By Arden Dale
The market downturn of 2008 is still sending shock waves to investors who had counted on insurance policies to cover estate taxes.
Many are receiving unwelcome surprises. Some of these variable life insurance policies are now failing. They began to unravel during the recession because they invest in baskets of mutual funds known as separate accounts. The damage is only now starting to surface for policy holders and the outcome can be startling - and expensive.
Volatile markets can undermine a variable life insurance policy and did just that to many of them after 2008, according to John Resnick, whose Harrisburg, Pa., firm provides life insurance to high-net worth clients.
Many policy holders are only feeling the effects now because the plans’ design can create a delayed reaction.
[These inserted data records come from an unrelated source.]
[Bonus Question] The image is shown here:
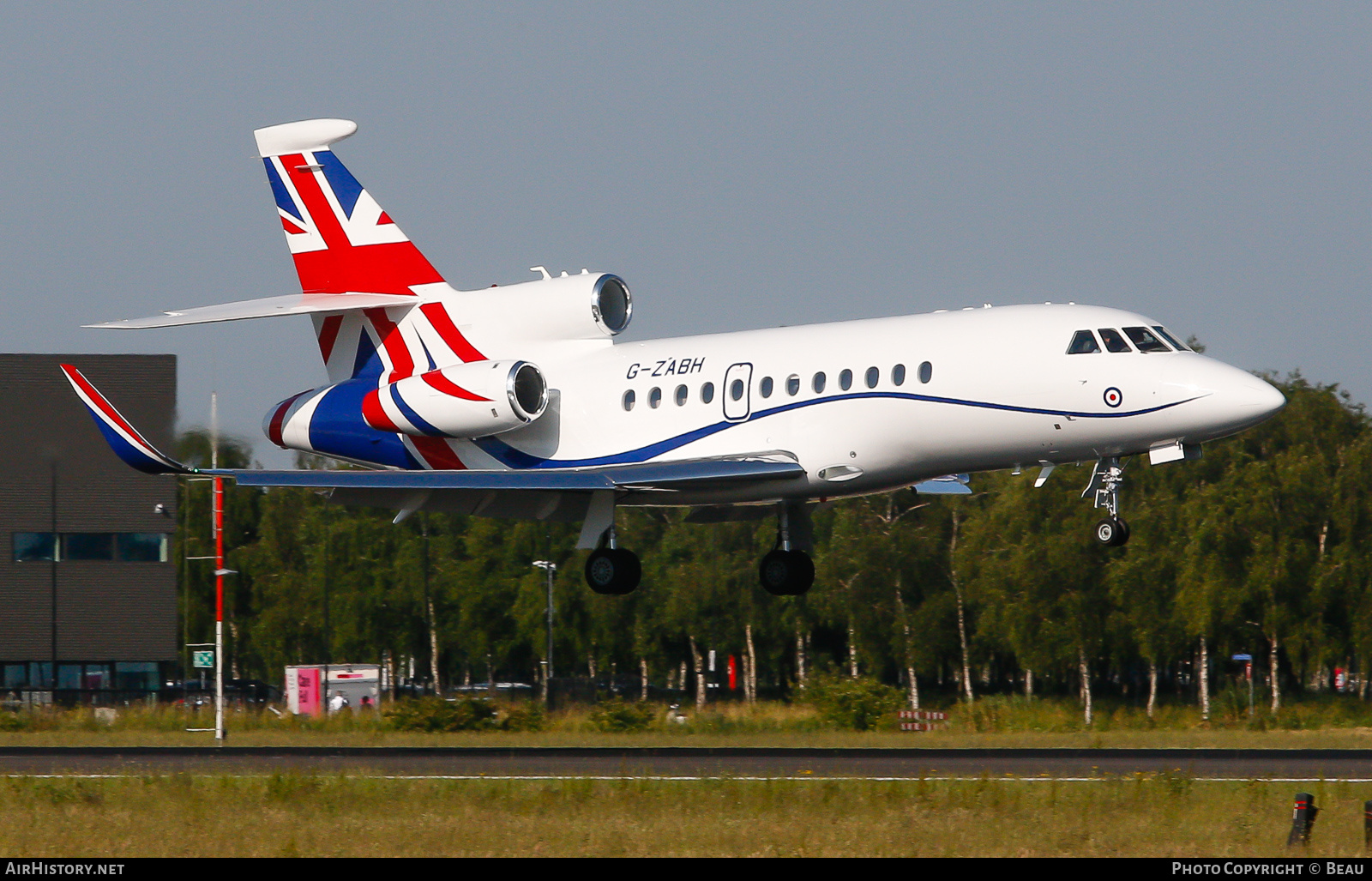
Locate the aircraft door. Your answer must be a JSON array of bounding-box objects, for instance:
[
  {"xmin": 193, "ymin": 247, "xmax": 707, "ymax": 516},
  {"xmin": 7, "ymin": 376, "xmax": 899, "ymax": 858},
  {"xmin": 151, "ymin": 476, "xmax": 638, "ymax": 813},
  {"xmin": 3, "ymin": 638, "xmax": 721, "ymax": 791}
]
[{"xmin": 720, "ymin": 364, "xmax": 753, "ymax": 423}]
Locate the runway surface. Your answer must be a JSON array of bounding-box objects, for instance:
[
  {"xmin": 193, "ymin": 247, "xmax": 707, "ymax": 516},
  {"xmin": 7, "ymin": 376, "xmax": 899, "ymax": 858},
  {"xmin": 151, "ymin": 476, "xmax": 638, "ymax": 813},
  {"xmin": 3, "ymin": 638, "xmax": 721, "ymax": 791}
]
[{"xmin": 0, "ymin": 746, "xmax": 1372, "ymax": 781}]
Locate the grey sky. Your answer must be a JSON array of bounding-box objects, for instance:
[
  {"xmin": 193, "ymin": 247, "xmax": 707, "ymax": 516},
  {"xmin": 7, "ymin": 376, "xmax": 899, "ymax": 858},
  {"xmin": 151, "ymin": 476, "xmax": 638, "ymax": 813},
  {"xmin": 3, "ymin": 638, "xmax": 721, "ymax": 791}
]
[{"xmin": 0, "ymin": 3, "xmax": 1372, "ymax": 465}]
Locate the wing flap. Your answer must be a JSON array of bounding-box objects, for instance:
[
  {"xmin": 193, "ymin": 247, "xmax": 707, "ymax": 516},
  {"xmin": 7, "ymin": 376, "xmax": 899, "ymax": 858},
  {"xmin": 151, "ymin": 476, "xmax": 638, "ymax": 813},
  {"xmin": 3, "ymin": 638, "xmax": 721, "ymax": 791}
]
[{"xmin": 82, "ymin": 293, "xmax": 418, "ymax": 331}]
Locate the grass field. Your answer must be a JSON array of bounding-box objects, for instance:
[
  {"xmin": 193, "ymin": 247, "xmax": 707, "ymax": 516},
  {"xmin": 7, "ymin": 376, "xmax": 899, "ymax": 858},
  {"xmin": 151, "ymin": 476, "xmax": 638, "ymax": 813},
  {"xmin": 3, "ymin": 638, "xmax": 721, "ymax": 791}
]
[{"xmin": 0, "ymin": 775, "xmax": 1368, "ymax": 858}]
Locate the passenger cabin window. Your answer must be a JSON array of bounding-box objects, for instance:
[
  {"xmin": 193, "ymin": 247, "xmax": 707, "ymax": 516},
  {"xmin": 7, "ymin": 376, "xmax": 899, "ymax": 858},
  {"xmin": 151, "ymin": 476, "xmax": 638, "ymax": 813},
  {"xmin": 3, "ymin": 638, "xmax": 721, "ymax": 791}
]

A drop in cash value, together with rising mortality fees and expenses, will drain funds designed to sustain the death benefit.
Once the cash value goes to zero, “the policy will implode without value unless a much higher premium is paid,” says Resnick. Problems get worse as the insured gets older because mortality charges go up annually.
Someone who paid, say, $2 million into a policy may suddenly learn he has lost the cash value and won’t get a death benefit. The insurance company may send a notice requiring more money, and fast – within just 30 or 60 days – to keep the policy alive. Tax attorneys and insurance consultants say this has been happening for a while, but they are now seeing more failures.
Michael A. Mingolelli, Jr., chief executive of Pinnacle Financial Group, in Southborough, Mass., says annual reviews of these policies can help catch problems before they become disasters. But often this isn’t done. Salvaging a policy with a modest account value may be possible, but if enough time has passed that a lot of cash has built up, it is very hard to come up with the amount of money to keep the policy.
Readers, do you own a variable life insurance policy? Are you aware of any problems with the policy?